While Redmond will likely keep Mayor George Endicott for a seventh term, initial results show the Redmond City Council gaining three new members: Clifford Evelyn, Ed Fitch and Shannon Wedding.

In initial results Tuesday night, six-term incumbent George Endicott led restaurateur Tanner Robertson and cook Charles Baer, with nearly 55% of the vote. Robertson earned about 40.5%, and Baer earned about 4% of returned ballots.

Endicott believes many Redmond voters preferred him because of his long experience leading the city, as well as a desire to stay steady during a recession caused by the COVID-19 pandemic.

“A change in horses midstream in the middle of something like this is probably pretty risky, and I think a lot of people think that as well,” Endicott said. “I’m glad to see two more years.”

This year nine candidates ran for three Redmond City Council seats, a much larger turnout than in 2018, when four candidates fought for three seats.

The three candidates with the most votes earn a seat on the council.

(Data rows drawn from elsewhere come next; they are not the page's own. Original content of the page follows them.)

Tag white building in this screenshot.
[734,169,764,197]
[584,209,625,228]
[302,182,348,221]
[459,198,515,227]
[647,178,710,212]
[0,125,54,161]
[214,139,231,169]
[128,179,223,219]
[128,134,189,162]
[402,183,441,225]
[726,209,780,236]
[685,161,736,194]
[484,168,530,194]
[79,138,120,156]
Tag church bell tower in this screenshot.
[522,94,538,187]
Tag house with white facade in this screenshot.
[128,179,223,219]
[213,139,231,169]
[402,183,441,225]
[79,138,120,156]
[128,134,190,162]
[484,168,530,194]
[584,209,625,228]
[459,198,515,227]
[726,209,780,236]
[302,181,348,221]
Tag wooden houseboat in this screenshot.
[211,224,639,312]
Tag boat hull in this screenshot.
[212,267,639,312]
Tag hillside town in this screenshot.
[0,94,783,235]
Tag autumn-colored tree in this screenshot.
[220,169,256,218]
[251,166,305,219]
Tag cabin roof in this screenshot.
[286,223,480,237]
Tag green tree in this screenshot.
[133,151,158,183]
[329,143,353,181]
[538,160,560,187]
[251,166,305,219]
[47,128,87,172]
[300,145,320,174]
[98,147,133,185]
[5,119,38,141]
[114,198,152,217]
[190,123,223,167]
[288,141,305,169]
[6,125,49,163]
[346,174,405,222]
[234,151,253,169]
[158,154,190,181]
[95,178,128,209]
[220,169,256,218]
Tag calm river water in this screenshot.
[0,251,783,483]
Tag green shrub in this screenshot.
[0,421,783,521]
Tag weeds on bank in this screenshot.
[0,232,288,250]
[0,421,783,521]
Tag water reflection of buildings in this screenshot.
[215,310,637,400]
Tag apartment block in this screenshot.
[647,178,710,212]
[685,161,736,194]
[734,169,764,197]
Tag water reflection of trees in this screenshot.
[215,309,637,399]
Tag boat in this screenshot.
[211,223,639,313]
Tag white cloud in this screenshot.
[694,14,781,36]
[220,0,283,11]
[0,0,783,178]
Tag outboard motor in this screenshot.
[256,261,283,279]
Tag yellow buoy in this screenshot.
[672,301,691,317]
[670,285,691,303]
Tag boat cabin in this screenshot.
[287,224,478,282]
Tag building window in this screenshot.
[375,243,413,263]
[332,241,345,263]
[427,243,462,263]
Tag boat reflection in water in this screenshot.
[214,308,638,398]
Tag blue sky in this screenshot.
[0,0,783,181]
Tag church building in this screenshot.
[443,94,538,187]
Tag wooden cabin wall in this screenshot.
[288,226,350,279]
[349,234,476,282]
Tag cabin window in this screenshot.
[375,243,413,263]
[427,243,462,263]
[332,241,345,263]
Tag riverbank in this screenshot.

In initial results, the top four candidates were very close, all within 800 votes of each other.

Ed Fitch, an attorney who was Redmond’s mayor from 1999-2001, led the pack with 16.73% of the vote.

“I hope that (result) holds up,” Fitch said. “We have to roll up our sleeves and do what’s best for Redmond.”

Only 14 votes behind him, with 16.69% of the vote, was engineer Shannon Wedding.

“I’m super thankful for their support,” Wedding said of Redmond voters.

In third place was Clifford Evelyn, a retired commander with the Clark County Sheriff’s Office in Vancouver, Washington. He had 16.37% of the vote in initial results.

Evelyn did not respond to a call for comment.

The only incumbent actively campaigning was teacher Camden King. The initial results show him in fourth place, with 14.44% of the vote and about 650 votes behind Evelyn.

King said he wasn’t sure how the results were playing out, but he would respect the voters’ decision.

“I feel like I gave it a good effort, and however the voters vote, that’s the way it goes,” King said.

The other incumbent — Albert Calderon, who resigned in October but remained on the ballot — was in last place, with about 3% of the vote in initial results.